Garantie décennale : des précisions
Garantie décennale : pour quoi ?
Le principe. Comme cela vient d’être rappelé, tout constructeur d’un ouvrage est responsable de plein droit envers un maître d’ouvrage (MO), au titre de l’article 1792 du Code civil, de dommages survenant après réception, même résultant d’un vice du sol, qui compromettent la solidité de cet ouvrage ou qui, l’affectant dans l’un de ses éléments constitutifs ou l’un de ses éléments d’équipement, le rendent impropre à sa destination (Cass. 3e civ. 12.11.2020 n° 19-22.376) . La garantie décennale peut jouer y compris en cas d’inondations/infiltrations du sous-sol d’une maison. Pour un sous-sol, une certaine humidité peut parfois être admise, mais si le seuil acceptable est largement dépassé, des désordres peuvent être considérés comme générant une impropriété à destination (Cass. 3e civ. 12.11.2020 n° 19-20.831) .
Éléments d’équipement. La garantie décennale peut être due au titre d’un contrat de fourniture et de pose d’une installation de chauffage incluant la fourniture et mise en place d’une installation de climatisation (avec pose d’éléments dans/à travers des murs, ce qui vaut construction d’un ouvrage), si elle n’est pas d’une puissance suffisante pour lui permettre de fonctionner normalement et d’être pérenne (Cass. 3e civ. 12.11.2020 n° 19-18213) . Il peut en aller de même pour de graves désordres touchant une pompe à chaleur (Cass. 3e civ. 26.11.2020 n° 19-17.824) . Attention ! Au titre de l’article 1792-2 du Code civil, des désordres affectant un élément d’équipement, dissociable ou non, relèvent aussi de la garantie décennale lorsqu’ils rendent un ouvrage dans son ensemble impropre à sa destination. La garantie peut être recherchée pour des désordres d’isolation phonique résultant du défaut de montage de portes (Cass. 3e civ. 23.09.2020 n° 19-20.282) .
Conseil. Les dommages relevant de la garantie ne peuvent donner lieu, contre une personne tenue à la garantie, à une action en réparation sur le fondement de la responsabilité contractuelle de droit commun (Cass. 3e civ. 12.11.2020 n° 19-22.376) .

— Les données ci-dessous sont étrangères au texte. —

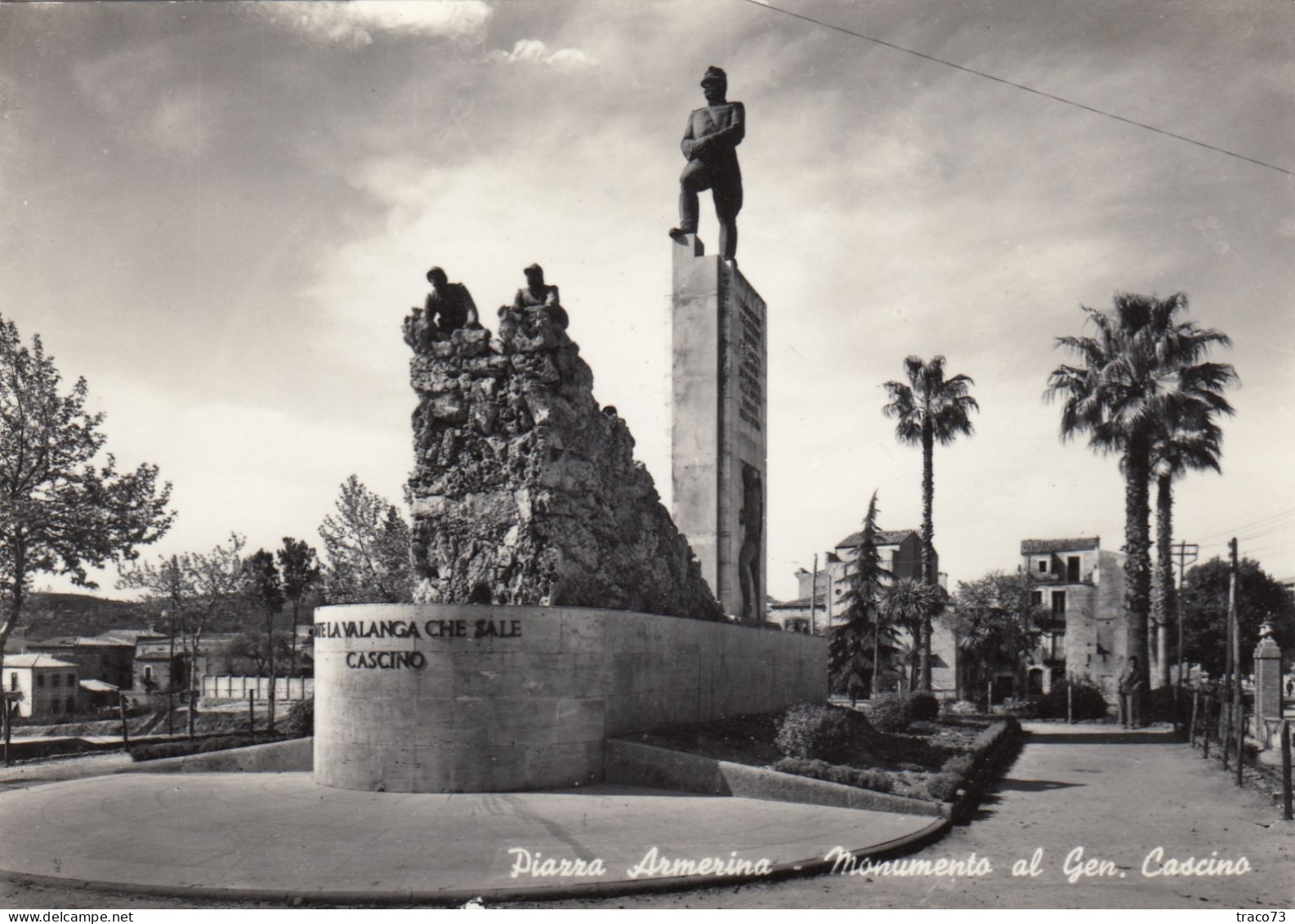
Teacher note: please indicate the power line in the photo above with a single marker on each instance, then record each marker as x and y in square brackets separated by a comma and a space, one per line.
[1020, 86]
[1268, 522]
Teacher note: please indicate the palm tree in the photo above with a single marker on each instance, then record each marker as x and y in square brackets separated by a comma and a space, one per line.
[1142, 367]
[861, 629]
[1189, 439]
[909, 603]
[996, 622]
[929, 409]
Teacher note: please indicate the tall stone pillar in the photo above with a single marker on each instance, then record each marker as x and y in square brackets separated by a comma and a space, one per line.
[719, 425]
[1268, 676]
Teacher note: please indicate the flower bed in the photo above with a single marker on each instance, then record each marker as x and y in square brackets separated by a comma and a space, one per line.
[932, 761]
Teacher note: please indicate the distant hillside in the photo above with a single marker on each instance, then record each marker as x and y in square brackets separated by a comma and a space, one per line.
[50, 615]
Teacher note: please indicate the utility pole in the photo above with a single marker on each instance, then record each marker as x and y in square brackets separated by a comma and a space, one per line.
[814, 594]
[1239, 712]
[1232, 698]
[1181, 553]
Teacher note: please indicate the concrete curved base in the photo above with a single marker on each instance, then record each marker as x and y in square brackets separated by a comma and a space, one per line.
[277, 837]
[440, 698]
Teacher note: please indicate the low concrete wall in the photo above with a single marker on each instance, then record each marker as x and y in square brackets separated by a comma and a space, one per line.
[292, 756]
[447, 698]
[633, 764]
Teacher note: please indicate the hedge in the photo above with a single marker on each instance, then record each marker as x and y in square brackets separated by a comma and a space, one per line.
[836, 773]
[197, 746]
[811, 731]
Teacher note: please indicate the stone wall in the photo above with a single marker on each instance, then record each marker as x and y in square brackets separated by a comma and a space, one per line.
[526, 492]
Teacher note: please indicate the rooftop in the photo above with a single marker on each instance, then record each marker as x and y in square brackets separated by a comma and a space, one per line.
[35, 662]
[883, 538]
[1045, 547]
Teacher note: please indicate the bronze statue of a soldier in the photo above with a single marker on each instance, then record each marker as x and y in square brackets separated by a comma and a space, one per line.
[449, 307]
[710, 143]
[538, 292]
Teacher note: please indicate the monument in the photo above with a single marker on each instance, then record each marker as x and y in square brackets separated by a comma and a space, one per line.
[719, 360]
[556, 602]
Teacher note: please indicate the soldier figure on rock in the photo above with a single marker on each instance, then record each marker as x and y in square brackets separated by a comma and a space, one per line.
[449, 307]
[536, 292]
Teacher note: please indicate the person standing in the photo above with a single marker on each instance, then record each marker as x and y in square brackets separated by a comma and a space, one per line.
[1131, 686]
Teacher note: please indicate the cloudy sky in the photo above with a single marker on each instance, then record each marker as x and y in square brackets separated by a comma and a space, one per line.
[219, 212]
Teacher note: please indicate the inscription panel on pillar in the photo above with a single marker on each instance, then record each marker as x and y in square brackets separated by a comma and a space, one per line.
[745, 448]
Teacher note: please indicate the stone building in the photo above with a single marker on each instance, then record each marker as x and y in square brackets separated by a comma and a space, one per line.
[96, 659]
[900, 553]
[46, 686]
[1082, 587]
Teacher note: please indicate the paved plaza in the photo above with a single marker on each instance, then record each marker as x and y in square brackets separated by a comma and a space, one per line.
[256, 837]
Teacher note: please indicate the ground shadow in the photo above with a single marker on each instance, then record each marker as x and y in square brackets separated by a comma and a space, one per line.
[1104, 738]
[1034, 784]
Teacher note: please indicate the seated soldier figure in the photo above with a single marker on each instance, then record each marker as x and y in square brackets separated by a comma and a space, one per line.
[538, 292]
[449, 307]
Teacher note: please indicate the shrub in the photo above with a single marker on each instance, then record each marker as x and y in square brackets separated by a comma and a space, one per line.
[836, 773]
[890, 713]
[1023, 708]
[197, 746]
[925, 707]
[943, 787]
[815, 731]
[1088, 700]
[301, 720]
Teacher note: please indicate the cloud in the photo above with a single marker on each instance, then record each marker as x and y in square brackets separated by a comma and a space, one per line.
[136, 91]
[535, 52]
[354, 22]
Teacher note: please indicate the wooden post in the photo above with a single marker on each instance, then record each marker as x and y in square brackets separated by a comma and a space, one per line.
[1241, 742]
[126, 731]
[814, 596]
[1286, 770]
[1208, 700]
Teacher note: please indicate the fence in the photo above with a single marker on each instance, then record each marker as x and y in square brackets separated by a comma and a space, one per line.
[239, 687]
[1221, 728]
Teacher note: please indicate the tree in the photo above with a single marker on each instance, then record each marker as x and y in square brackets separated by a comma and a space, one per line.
[61, 510]
[909, 603]
[301, 571]
[861, 631]
[929, 409]
[1186, 439]
[996, 620]
[266, 589]
[196, 587]
[367, 547]
[1142, 364]
[1260, 598]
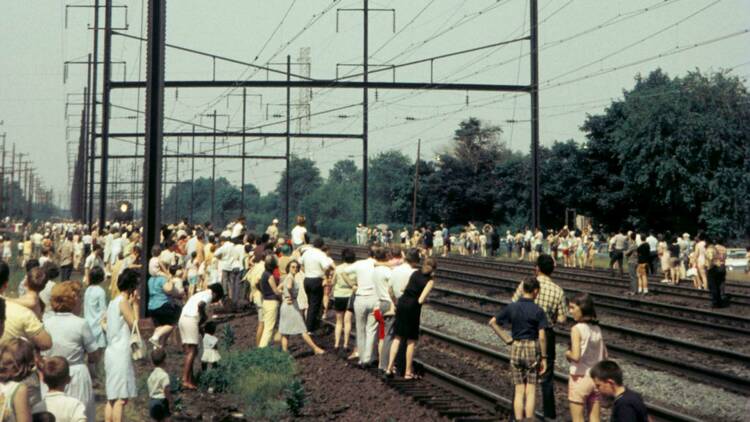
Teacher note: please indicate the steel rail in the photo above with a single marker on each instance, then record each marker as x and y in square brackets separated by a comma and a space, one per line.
[698, 373]
[659, 412]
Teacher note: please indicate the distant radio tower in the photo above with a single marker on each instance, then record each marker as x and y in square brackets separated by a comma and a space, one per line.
[305, 94]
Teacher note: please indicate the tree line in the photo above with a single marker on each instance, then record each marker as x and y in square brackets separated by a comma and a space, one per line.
[672, 154]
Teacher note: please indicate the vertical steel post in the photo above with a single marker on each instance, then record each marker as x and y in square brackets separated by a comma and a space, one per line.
[213, 172]
[365, 118]
[12, 180]
[244, 121]
[288, 142]
[94, 83]
[192, 179]
[154, 132]
[177, 186]
[535, 205]
[2, 180]
[416, 188]
[107, 76]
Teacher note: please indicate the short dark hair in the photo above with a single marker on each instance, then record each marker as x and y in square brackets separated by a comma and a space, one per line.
[348, 255]
[607, 370]
[210, 327]
[128, 280]
[217, 290]
[56, 372]
[546, 264]
[412, 256]
[530, 284]
[32, 263]
[4, 273]
[158, 356]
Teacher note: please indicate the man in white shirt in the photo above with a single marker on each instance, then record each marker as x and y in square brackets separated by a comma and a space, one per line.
[273, 231]
[238, 228]
[365, 302]
[56, 374]
[224, 254]
[237, 265]
[315, 263]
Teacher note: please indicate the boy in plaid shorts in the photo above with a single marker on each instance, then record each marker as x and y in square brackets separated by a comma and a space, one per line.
[527, 339]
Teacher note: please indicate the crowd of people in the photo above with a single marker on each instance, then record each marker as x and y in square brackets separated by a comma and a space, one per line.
[701, 260]
[58, 335]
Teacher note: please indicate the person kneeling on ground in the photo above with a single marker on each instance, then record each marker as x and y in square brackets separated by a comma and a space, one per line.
[527, 339]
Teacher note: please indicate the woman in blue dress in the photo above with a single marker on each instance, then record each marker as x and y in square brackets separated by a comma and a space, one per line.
[122, 313]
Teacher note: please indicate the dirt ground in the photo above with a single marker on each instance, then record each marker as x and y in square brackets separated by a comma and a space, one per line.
[334, 388]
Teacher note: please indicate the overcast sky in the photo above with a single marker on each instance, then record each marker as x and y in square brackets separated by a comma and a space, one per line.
[590, 52]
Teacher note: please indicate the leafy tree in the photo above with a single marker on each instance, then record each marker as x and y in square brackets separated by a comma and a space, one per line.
[672, 154]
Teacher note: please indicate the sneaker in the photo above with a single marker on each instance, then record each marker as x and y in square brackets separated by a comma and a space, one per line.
[155, 342]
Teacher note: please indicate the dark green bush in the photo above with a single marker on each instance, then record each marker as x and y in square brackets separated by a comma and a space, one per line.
[262, 379]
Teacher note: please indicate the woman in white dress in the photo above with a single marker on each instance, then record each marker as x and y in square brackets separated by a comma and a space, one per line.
[72, 339]
[122, 313]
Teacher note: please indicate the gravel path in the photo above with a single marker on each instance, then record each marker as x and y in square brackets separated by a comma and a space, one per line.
[663, 328]
[700, 400]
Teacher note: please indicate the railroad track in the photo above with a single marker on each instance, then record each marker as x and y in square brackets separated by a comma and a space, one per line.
[691, 363]
[739, 292]
[659, 413]
[450, 395]
[585, 277]
[732, 324]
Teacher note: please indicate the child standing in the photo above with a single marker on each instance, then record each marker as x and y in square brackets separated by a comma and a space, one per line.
[628, 406]
[586, 350]
[13, 394]
[527, 339]
[56, 374]
[159, 392]
[210, 344]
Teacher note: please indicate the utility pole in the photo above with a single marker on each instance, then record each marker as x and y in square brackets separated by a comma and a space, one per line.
[244, 126]
[2, 179]
[92, 138]
[154, 132]
[365, 116]
[192, 179]
[416, 188]
[288, 145]
[105, 112]
[213, 171]
[535, 205]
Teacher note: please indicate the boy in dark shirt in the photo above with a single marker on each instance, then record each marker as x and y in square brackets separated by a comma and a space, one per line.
[644, 260]
[628, 406]
[527, 339]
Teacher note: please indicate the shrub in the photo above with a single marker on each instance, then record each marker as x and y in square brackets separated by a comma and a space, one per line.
[262, 379]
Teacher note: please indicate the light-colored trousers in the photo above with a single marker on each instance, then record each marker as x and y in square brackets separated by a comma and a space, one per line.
[366, 325]
[270, 316]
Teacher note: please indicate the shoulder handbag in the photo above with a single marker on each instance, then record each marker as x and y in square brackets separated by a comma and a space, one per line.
[137, 347]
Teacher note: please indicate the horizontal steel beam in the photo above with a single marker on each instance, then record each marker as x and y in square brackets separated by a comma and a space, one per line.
[323, 83]
[221, 156]
[236, 134]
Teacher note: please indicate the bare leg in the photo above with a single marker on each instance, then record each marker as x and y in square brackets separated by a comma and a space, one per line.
[285, 343]
[347, 328]
[258, 332]
[410, 356]
[395, 344]
[518, 405]
[339, 329]
[530, 400]
[187, 369]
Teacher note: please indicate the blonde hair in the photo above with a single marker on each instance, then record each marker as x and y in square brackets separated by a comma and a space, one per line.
[64, 297]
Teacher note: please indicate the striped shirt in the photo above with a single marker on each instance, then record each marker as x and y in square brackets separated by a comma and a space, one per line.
[551, 298]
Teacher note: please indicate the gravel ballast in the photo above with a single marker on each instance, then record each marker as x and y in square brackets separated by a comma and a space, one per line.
[699, 400]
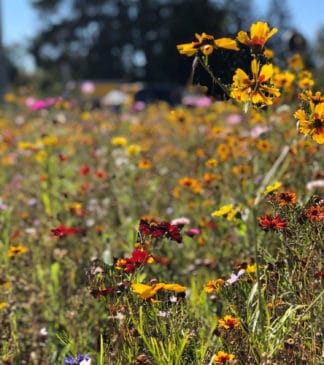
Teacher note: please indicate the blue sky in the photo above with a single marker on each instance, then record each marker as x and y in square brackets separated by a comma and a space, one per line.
[20, 21]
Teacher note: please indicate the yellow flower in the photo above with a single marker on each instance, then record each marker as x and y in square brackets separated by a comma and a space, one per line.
[259, 90]
[305, 80]
[148, 291]
[211, 163]
[263, 145]
[271, 188]
[119, 141]
[223, 151]
[296, 62]
[16, 250]
[213, 285]
[40, 156]
[206, 44]
[283, 80]
[223, 357]
[269, 54]
[250, 269]
[133, 150]
[227, 210]
[259, 34]
[50, 141]
[312, 123]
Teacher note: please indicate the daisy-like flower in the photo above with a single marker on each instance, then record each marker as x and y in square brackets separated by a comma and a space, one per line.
[148, 291]
[315, 213]
[223, 357]
[228, 322]
[267, 223]
[228, 211]
[312, 122]
[271, 188]
[259, 35]
[257, 90]
[286, 198]
[206, 44]
[283, 80]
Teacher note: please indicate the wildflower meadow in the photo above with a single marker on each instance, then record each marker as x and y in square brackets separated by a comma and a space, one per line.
[188, 234]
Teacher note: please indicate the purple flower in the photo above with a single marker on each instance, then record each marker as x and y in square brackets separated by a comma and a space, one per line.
[70, 361]
[235, 277]
[80, 360]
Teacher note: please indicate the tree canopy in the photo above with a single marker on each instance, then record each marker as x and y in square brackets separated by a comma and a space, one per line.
[128, 39]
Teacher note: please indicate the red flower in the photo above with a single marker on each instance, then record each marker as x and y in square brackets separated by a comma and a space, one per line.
[163, 229]
[267, 223]
[62, 231]
[138, 259]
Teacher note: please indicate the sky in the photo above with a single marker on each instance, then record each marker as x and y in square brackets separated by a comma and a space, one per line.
[20, 20]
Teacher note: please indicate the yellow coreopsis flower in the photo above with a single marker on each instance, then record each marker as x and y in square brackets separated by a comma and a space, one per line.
[312, 123]
[213, 285]
[259, 90]
[119, 141]
[223, 357]
[271, 188]
[259, 34]
[283, 80]
[16, 250]
[148, 291]
[206, 44]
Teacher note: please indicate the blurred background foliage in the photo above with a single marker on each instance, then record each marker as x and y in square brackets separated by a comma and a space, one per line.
[135, 40]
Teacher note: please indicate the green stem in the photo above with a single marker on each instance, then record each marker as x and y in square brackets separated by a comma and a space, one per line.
[212, 76]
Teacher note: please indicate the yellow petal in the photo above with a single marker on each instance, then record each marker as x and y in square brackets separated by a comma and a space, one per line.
[227, 43]
[174, 287]
[266, 72]
[243, 37]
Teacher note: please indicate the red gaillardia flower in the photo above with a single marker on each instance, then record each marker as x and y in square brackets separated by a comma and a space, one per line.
[62, 231]
[286, 198]
[267, 223]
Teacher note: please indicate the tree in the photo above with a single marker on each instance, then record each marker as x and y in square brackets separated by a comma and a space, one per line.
[125, 39]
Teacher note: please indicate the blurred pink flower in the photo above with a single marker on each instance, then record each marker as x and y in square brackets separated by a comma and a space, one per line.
[192, 232]
[35, 105]
[88, 87]
[234, 119]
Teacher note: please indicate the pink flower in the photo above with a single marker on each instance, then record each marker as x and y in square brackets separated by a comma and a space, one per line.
[88, 88]
[192, 232]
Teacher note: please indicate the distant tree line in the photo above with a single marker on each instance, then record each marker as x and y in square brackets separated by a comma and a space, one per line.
[135, 40]
[128, 39]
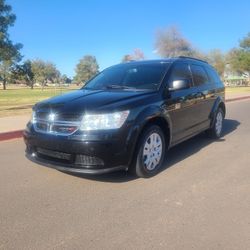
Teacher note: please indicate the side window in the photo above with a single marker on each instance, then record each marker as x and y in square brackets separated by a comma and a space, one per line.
[213, 75]
[180, 71]
[199, 75]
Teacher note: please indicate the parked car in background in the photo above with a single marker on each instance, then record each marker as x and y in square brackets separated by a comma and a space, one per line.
[127, 117]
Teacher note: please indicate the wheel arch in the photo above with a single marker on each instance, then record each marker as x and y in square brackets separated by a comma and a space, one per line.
[219, 103]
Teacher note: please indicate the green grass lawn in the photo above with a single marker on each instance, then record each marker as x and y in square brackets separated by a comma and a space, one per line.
[238, 90]
[18, 101]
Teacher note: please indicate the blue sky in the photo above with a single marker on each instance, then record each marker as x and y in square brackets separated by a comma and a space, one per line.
[63, 31]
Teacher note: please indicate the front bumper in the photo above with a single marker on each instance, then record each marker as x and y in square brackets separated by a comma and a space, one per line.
[93, 153]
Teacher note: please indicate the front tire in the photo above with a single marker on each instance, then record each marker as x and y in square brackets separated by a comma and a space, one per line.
[150, 152]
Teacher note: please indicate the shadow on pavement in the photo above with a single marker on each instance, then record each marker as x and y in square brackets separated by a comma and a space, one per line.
[175, 154]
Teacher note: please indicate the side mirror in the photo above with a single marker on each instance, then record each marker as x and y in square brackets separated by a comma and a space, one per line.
[179, 84]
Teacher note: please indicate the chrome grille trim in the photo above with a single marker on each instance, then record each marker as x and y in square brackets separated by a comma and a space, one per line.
[43, 124]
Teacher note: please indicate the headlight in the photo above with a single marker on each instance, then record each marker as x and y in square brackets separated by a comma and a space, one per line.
[104, 121]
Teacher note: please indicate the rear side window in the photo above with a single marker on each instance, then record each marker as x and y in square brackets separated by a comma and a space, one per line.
[180, 71]
[212, 75]
[199, 75]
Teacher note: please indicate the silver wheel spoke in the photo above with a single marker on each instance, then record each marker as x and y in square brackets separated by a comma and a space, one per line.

Garantie décennale : quel régime ?
Qui peut agir ? Pour la Cour de cassation, l’action en garantie décennale, reconnue au MO, se transmet en principe avec la propriété de l’immeuble concerné. Ainsi, si le bien concerné est vendu par le MO, l’action en garantie se transmet à l’acquéreur. Toutefois, un MO ne perd pas la faculté d’exercer personnellement l’action en garantie « quand elle présente pour lui un intérêt direct et certain » . Tel est le cas si un MO a été personnellement condamné à prendre en charge la réparation des vices de l’immeuble (Cass. 3e civ. 12.11.2020 n° 19-22.376) .
Pendant combien de temps ? Un texte précise que toute personne, dont la responsabilité peut être engagée au titre de l’article 1792 du Code civil, est déchargée de la responsabilité et garantie, pesant sur elle, après dix ans à compter de la réception des travaux concernés (C. civ. art. 1792-4-1) . Pour la Cour de cassation, le délai de la garantie décennale est un « délai d’épreuve » . À ce titre, toute « action, même récursoire, fondée sur cette garantie ne peut être exercée plus de dix ans après la réception des travaux » concernés (Cass. 3e civ. 12.11.2020 n° 19-22.376) .
Ce qu’il faut aussi savoir
Gare aux contrats ! Toute clause d’un contrat qui a pour objet d’exclure (ou limiter) la garantie, est « réputée non écrite », c’est-à-dire illicite (C. civ. art. 1792-5 ; Cass. 3e civ. 19.03.2020 n° 18-22.983) .
Gare à la note à payer ! Au titre de la garantie décennale, un MO peut réclamer et obtenir réparation de l’intégralité de ses préjudices, y compris immatériels (Cass. 3e civ. 09.07.2020 n° 19-18.954) .
Gare aux assurances ! Il a été rappelé avec fermeté que toute personne (physique ou morale), dont la responsabilité peut être engagée sur le fondement de la présomption posée par l’article 1792 du Code civil doit être couverte par une assurance en ordre en responsabilité civile décennale – RCD (Cass. 3e civ. 05.11.2020 n° 18-18.341) .
Veillez à souscrire et disposer d’une assurance en ordre pour la couverture des désordres susceptibles de relever de la garantie légale au titre de certains travaux ou de l’installation de certains équipements, garantie qui peut être recherchée par un client (y compris parfois après la vente du bien concerné) pendant dix ans après la réception des travaux ou de l’ouvrage.